Luckily for Barb, she doesn’t have to worry much about not being able to eat because the scrambled eggs had to be removed from the plate with a serrated blade. The English muffin egg sandwich must have come from a Barbie’s First Kitchen set. It could not be real. If they had an “Easily Digestible” column on the nicely designed menu nothing would be listed. BAD.
On Saturday, the nurse informs Barb that she needs to change her dressing. Of course, this is no ordinary dressing. There are no stitches. There is “packing” that is placed directly and deeply into the incision. And a change of dressing means that the “packing” has to come out. Using tweezers, the nurse slowly pulled on the packing, unveiling its folded layers one at a time, until she had about eight inches of wet, oozing packing material between the tweezers and the wound. It looked like a magic trick. And then she got new packing material and began layering it back into the open wound. All this without any offering any medication. If Barb was grey before, she had gone white by now. Later they put a notice on Barb’s white board to “give Dilaudid before changing dressing.” This will be done on a daily basis until the wound heals from within. VNA nurses will do this when (if) we get home. (Will they bring the Dilaudid? Will they bring some extra for me?).
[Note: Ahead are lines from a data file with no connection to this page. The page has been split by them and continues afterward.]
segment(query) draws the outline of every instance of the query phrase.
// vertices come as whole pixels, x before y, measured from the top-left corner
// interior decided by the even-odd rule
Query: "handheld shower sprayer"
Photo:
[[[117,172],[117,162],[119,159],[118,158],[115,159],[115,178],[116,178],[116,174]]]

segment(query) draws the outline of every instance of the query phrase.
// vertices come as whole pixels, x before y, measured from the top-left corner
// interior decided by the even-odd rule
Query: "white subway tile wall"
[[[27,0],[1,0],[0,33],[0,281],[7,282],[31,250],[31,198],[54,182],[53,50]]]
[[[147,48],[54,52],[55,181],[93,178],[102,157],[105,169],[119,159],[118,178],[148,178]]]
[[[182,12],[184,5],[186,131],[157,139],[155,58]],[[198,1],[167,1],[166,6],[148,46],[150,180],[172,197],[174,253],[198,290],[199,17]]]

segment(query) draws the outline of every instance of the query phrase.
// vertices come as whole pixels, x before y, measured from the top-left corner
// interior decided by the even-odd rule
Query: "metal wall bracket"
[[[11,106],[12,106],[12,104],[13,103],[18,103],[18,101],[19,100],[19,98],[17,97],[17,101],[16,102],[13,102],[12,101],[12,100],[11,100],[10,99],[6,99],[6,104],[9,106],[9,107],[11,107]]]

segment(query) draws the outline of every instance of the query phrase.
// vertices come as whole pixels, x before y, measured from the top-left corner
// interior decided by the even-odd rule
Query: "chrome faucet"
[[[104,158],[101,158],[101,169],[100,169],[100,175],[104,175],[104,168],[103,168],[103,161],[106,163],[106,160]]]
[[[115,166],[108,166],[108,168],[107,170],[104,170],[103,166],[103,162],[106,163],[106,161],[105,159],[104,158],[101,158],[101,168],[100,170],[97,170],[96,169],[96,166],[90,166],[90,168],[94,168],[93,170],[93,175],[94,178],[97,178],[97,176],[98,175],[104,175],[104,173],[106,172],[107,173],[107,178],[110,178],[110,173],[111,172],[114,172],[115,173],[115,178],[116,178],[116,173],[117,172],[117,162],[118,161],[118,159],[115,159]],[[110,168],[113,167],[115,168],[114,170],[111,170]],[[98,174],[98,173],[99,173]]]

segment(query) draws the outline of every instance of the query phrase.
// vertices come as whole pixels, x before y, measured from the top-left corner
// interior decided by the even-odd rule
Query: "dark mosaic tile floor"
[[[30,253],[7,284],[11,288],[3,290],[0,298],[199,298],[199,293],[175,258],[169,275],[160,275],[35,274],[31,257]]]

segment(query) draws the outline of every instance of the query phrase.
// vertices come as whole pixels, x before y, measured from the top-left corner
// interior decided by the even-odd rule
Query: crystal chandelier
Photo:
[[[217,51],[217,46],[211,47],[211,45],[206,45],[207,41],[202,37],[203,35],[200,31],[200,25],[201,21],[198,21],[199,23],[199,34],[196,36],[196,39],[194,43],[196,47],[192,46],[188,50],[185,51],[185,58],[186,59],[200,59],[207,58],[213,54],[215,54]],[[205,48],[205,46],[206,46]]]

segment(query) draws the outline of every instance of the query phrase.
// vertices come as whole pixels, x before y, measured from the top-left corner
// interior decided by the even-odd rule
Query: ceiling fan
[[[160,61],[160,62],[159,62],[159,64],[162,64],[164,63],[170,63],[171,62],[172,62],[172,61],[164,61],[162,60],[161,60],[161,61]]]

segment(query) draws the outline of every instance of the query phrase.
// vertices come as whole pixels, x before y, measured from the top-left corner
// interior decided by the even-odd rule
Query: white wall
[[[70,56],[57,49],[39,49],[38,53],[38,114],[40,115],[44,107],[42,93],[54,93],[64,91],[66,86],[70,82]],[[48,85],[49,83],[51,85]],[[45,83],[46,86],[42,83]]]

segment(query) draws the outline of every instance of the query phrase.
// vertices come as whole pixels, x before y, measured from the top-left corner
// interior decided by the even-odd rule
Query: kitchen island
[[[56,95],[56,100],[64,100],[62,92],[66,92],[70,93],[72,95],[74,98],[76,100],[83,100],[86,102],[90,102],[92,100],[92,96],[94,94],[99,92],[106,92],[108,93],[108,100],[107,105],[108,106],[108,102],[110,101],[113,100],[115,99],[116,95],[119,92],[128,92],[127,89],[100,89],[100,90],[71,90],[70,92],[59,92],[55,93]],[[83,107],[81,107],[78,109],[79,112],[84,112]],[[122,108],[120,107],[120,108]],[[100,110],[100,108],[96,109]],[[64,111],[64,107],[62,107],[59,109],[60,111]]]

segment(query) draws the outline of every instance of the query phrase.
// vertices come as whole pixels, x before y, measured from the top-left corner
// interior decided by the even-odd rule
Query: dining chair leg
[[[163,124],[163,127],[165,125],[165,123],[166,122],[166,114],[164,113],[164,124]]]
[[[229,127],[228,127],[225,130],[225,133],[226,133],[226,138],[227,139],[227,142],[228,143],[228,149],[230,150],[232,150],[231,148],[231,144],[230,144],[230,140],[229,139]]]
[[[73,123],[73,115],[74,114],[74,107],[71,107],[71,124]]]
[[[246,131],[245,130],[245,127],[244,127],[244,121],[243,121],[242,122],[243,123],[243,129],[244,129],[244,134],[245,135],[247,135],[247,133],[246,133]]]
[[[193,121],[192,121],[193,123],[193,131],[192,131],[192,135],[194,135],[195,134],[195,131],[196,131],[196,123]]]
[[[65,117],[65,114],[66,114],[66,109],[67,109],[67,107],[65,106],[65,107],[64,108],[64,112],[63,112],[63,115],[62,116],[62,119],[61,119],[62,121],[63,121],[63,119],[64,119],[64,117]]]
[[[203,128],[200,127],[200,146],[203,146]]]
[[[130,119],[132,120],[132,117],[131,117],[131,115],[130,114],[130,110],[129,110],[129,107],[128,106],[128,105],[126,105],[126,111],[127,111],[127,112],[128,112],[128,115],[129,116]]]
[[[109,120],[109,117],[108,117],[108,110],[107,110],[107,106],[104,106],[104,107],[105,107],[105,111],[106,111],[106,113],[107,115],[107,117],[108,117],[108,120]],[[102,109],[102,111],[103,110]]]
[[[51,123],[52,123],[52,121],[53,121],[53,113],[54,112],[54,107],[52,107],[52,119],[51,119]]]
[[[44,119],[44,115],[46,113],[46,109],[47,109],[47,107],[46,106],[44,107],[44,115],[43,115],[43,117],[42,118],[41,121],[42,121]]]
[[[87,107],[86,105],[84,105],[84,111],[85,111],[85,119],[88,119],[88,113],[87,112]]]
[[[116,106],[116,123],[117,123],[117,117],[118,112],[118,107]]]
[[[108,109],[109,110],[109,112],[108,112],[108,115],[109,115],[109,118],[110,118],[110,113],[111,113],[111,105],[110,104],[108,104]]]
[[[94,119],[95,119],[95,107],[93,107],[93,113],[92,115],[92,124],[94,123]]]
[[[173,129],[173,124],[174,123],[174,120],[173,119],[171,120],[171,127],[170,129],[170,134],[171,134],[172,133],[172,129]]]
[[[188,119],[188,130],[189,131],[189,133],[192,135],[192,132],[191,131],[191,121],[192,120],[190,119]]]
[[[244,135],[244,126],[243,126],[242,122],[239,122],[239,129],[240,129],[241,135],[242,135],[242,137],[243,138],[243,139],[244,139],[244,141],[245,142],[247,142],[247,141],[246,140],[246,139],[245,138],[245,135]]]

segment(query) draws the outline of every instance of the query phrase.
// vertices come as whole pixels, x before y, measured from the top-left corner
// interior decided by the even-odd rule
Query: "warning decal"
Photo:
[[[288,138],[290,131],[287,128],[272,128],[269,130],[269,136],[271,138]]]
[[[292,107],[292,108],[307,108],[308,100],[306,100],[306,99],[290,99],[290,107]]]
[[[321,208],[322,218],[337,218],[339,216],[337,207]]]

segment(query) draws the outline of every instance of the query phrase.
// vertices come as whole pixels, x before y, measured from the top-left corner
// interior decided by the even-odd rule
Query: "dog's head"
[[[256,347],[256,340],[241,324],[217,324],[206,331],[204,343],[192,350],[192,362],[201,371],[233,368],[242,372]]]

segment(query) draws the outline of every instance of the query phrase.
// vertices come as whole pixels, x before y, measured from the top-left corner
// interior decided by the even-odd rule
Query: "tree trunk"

And finally, yesterday, Sunday, things finally began looking up (from the rabbit hole?). Barb slept until early afternoon and actually ate some food (from Au Bon Pain). Her coloring was returning. She had a little pep. And I knew things were better when the infectious disease doctors came. A fellow and an attending. The fellow got Barb’s story and then repeated it to the attending, who then asked if he could, “take a peek.” As he gently reached in to remove the tape covering the port’s incision site, Barb screamed out, “Arrghh,” and the attending pulled away startled. Barb laughed out loud. “I gotcha!” The fellow paused, then laughed. The attending paused, then laughed as well, but added that she might have been better off waiting until he had finished his inspection. He might not be so careful now. We all laughed. When he was done he thanked her for giving him his sense of humor back. Apparently it had been lost.
Today is Monday. More visits from oncologists, specialists, a nutritionist, palliative care. She is worn out. Maybe tomorrow she’ll come out of the rabbit hole…..Thank god for the coconuts and all their help.
We won’t be going to the MBC conference in Philadelphia this weekend after all. She is pretty bummed about that but relieved too.